Which mtdblock contains the NAND rootfs can be determined by
$ cat /proc/mtd
(Actually, the output should remind you of a certain Uboot definition either you or the alpha-6 loader set earlier.)
There is a thread on this forum that describes in detail how to mount a ubi fs, but I don't have the time to run it down right now. Basically, it involves issuing the following commands:
# ubiattach /dev/ubi_ctrl -m 1 -d 0 ## e.g. device 0 on mtd1
# mount -t ubifs ubi0:rootfs /mnt/nand
I'm willing to bet, though, that the rootfs that came with the Plug doesn't have the ubiattach
command on it, nor does it support a /dev/ubi_ctrl device.

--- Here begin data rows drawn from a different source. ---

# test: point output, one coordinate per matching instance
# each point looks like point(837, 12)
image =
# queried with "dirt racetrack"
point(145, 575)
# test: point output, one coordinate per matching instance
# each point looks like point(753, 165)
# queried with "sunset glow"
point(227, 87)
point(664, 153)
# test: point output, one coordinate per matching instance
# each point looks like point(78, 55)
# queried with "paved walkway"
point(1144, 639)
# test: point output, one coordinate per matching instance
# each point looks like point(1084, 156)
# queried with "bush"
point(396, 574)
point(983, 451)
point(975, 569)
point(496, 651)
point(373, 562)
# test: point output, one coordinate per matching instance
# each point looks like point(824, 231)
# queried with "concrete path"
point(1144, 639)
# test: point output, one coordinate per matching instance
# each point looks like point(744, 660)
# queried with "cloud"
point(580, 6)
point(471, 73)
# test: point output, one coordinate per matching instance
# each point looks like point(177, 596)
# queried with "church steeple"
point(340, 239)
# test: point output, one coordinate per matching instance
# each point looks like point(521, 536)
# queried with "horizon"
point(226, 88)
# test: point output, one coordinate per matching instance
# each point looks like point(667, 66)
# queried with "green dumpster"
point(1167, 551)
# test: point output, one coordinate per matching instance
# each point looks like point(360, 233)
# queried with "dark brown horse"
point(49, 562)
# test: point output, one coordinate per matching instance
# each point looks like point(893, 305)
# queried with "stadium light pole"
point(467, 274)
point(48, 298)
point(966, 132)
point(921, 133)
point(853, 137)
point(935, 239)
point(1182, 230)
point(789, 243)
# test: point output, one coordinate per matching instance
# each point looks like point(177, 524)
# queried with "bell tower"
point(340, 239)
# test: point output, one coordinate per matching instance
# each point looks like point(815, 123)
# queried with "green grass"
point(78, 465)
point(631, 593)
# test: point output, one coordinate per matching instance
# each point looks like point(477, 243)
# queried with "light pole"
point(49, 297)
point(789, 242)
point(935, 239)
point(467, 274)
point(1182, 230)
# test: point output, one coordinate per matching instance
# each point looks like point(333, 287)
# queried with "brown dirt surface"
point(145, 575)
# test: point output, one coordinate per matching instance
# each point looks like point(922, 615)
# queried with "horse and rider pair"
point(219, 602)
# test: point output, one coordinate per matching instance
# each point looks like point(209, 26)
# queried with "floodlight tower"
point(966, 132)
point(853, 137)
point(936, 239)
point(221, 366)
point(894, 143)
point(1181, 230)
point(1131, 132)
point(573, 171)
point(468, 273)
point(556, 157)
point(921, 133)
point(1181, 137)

So, what you'll probably need to do is reconfigure your Plug to boot using the root fs on the NAND (but DON'T do a saveenv
), and after booting, mount the SDcard's fs from that environment. You can then either copy the current root over wholesale, or copy what you need. When you're done, reboot (and since you didn't do a saveenv
, it should revert back to booting from the SDcard again).
I'd advocate going with the alpha-6's rootfs and reapplying to it any changes you've previously made. I suspect things will always be a bit snarky if you continue to use Plug's original FS with the Ubuntu kernels going forward.